"Mittel für die soziale Infrastruktur in die Hochschulpakte"
Das Deutsche Studentenwerk (DSW) bekräftigt seine Forderung an Bund und Länder, die Hochschulpakte um Mittel für die soziale Infrastruktur zu ergänzen.
22.01.2013 Pressemeldung Deutsches StudierendenwerkAuf dem heutigen Neujahrsempfang des Verbands in Berlin sagt DSW-Präsident Prof. Dr. Dieter Timmermann: "Angesichts von 2,5 Millionen Studierenden benötigen die Studentenwerke dringend zusätzliche Mittel für mehr Wohnheim-, Mensa- und Beratungs-Kapazitäten."
"Auf welche Rekordmarken muss die Zahl der Studierenden noch steigen, bis Bund und Länder bei der sozialen Infrastruktur endlich so entschlossen handeln, wie sie es bei der Schaffung von zusätzlichen Studienplätzen tun?", fragte Timmermann vor rund 100 Gästen aus Politik, Ministerien, Hochschulen, Verbänden und Studentenwerken.

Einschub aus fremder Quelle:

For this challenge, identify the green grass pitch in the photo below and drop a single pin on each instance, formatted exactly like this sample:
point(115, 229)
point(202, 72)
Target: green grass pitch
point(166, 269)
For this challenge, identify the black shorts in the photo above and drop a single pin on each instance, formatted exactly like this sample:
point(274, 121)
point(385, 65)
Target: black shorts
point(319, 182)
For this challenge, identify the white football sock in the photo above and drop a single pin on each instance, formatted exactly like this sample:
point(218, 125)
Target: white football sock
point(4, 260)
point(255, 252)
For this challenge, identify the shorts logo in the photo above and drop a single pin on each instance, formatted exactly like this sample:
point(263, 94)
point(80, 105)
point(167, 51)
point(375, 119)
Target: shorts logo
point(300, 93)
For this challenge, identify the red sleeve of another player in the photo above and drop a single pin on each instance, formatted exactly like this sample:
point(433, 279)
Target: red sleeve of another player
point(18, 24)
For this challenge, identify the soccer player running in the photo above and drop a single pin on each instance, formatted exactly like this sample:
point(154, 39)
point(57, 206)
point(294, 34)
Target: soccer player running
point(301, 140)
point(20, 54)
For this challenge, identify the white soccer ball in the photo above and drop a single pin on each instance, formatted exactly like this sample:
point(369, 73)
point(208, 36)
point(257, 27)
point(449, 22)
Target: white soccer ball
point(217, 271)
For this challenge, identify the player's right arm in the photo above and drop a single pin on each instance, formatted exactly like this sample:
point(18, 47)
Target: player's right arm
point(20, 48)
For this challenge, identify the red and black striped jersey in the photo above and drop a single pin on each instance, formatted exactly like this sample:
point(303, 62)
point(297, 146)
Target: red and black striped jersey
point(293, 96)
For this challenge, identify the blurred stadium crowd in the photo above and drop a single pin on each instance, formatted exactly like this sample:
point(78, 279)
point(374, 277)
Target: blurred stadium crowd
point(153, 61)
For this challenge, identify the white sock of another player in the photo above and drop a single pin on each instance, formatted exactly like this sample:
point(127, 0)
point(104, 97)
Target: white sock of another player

Um die Versorgung der Studierenden mit bezahlbarem Wohnraum zu verbessern, sei ein Bund-Länder-Programm für mindestens 25.000 zusätzliche, preisgünstige Wohnheimplätze dringend nötig, so Timmermann. "Nur mit öffentlicher Förderung können die Studentenwerke preisgünstige neue Wohnheimplätze bauen", erklärte Timmermann.
Mit Blick auf die Bundestagswahl sagte er, ein starkes BAföG müsse ein "Herzensanliegen jeder Bundesregierung" sein. Das BAföG müsse quantitativ und qualitativ ausgebaut werden. Käme die nächste Erhöhung wegen der Bundestagswahl erst zum Wintersemester 2014/2015, seien Erhöhungen von mindestens 10% bei den Bedarfssätzen und Freibeträgen nötig, so Timmermann.